3.2 Cleaning / transformation
Significant efforts have been put into extracting all incidents from the report and labeling each feature based on the description of the hack. These two steps were done in Python for the ease of using established Natural Language Processing (NLP) methods to automate the process. The links to the Jupyter notebooks used in the two steps can be found below:
3.2.1 Incident Extraction
Most of the incidents were successfully identified by the set of regular expressions in the notebook. However, a small number of these incidents were either split into two or combined with the previous incident. They were identified by manually inspecting the csv file obtained from running the code in the notebook.
3.2.2 NLP Feature Prediction
There are a total of over 900 incidents detailed in the report.
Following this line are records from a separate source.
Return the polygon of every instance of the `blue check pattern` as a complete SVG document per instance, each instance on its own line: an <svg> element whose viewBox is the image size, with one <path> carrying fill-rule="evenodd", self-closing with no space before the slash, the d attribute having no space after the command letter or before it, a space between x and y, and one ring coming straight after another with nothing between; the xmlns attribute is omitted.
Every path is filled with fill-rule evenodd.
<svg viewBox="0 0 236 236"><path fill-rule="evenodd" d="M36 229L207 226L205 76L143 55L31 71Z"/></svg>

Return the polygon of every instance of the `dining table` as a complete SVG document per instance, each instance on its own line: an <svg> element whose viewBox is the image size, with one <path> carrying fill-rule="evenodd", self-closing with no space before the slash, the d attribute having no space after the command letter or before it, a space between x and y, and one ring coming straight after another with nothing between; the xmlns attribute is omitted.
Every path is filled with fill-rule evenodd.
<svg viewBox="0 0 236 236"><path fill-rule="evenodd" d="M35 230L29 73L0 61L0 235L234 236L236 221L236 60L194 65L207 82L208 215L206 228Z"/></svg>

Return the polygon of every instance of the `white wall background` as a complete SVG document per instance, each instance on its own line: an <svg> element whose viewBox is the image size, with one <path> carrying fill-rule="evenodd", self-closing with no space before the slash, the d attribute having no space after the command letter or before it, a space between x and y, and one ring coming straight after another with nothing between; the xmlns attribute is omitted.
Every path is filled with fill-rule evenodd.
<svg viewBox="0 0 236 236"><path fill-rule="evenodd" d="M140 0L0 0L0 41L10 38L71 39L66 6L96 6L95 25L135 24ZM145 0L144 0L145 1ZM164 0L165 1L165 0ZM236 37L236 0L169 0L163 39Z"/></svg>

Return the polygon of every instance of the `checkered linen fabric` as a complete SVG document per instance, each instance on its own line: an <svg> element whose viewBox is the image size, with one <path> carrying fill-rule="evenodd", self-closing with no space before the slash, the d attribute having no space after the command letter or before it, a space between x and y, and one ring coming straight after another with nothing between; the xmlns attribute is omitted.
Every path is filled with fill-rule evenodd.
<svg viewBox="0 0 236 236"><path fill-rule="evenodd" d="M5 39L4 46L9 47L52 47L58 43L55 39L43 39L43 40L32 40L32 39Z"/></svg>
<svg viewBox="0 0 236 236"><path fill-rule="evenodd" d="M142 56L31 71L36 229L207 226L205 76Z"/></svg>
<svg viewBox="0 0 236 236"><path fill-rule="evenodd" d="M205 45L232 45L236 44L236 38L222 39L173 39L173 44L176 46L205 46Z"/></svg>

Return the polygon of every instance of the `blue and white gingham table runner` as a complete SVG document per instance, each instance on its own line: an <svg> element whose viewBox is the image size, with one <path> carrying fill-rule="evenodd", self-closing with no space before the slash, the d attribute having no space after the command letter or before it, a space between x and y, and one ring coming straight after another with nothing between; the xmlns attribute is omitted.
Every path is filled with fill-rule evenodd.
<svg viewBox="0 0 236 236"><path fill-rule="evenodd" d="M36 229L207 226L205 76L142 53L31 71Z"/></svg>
Labeling each incident manually with all the features will take a significant amount of time. Instead, a subset of the actual data was labeled and used to train an NLP model to predict each feature for the remaining incidents.
200 incidents were labeled with the previously identified features. Of which, 150 was used to train and validate the NLP model, with the remaining 50 used to evaluate the performance of the model. Separate sets of model weights were used to predict each feature. The BERT model was trained to predict the best answer from a list of multiple choice options. Each model was trained until it achieved at least 80% accuracy on the hidden evaluation data.
3.3 Missing value analysis
A value is considered missing if it is labeled Unknown
by the NLP model.
The graphs above show that the two columns with the largest number of missing values are hacker_origin
and hacktype
, with close to 35% of the rows missing the information. A sample of the incidents with both features missing is shown below:
## [1] "August 2016. A group calling itself â\u0080\u009cShadow Brokersâ\u0080\u009d claimed to have penetrated NSA and published a collection of NSA tools on Pastebin. "
## [2] "April 2017. The Shadow Brokers, the group that claimed to have hacked the NSA in August 2016, released yet another trove of purported NSA hacking tools, in cluding one that suggests the NSA had gained access to SWIFT messages. "
## [3] "March 2017. Wikileaks released a trove of sophisticated CIA hacking tools dated from 2013 to 2016, claiming that the release reflected several hundred million lines of CIA -developed code. "
## [4] "October 2010. Public facing networks run by NASDAQ, as well as an information sharin g application called Directors Desk, are compromised by an unknown external group. NASDAQ says it is unsure how far hackers might have penetrated into their network. "
## [5] "November 2014. A report by the University of Toronto finds that human rights organizations are routinely hacked by foreign intelligence services, using readily available crime ware as well as specially designed programs, with intrusion lasting for y ears. "
It is clear that the descriptions presented in the report do not always reveal the origin of the hacker nor the type of hack that occurred.
A more interesting observation is that a handful of incidents have unknown victim_origin
in addition to both hacker_origin
and hacktype
:
## [1] "February 2022. Since October 2021, a hacking group targeted Palestinian individuals and organizations with malware. Researchers suggest that the operat ion could be connected to a broader campaign by a hacking group commonly attributed to the cyber arm of Hamas that started in 2017. "
## [2] "May 2017. A ransomware campaign spread to 99 countries using a vulnerability revealed in the Shadow Brokersâ\u0080\u0099 April 2017 dump of NSA tools. "
## [3] "April 2017. The Shadow Brokers, the group that claimed to have hacked the NSA in August 2016, released yet another trove of purported NSA hacking tools, in cluding one that suggests the NSA had gained access to SWIFT messages. "
Palestine was not provided as an option for the NLP model to select from and hence it was not predicted. The second and third incidents involved multiple unspecified countries and the NSA respectively, in which the model was not able to attribute to the US.
The analysis above show that the reported incidents sometimes lack valuable information on the features of interest. It is important to keep this fact in mind when attempting to visualize the data.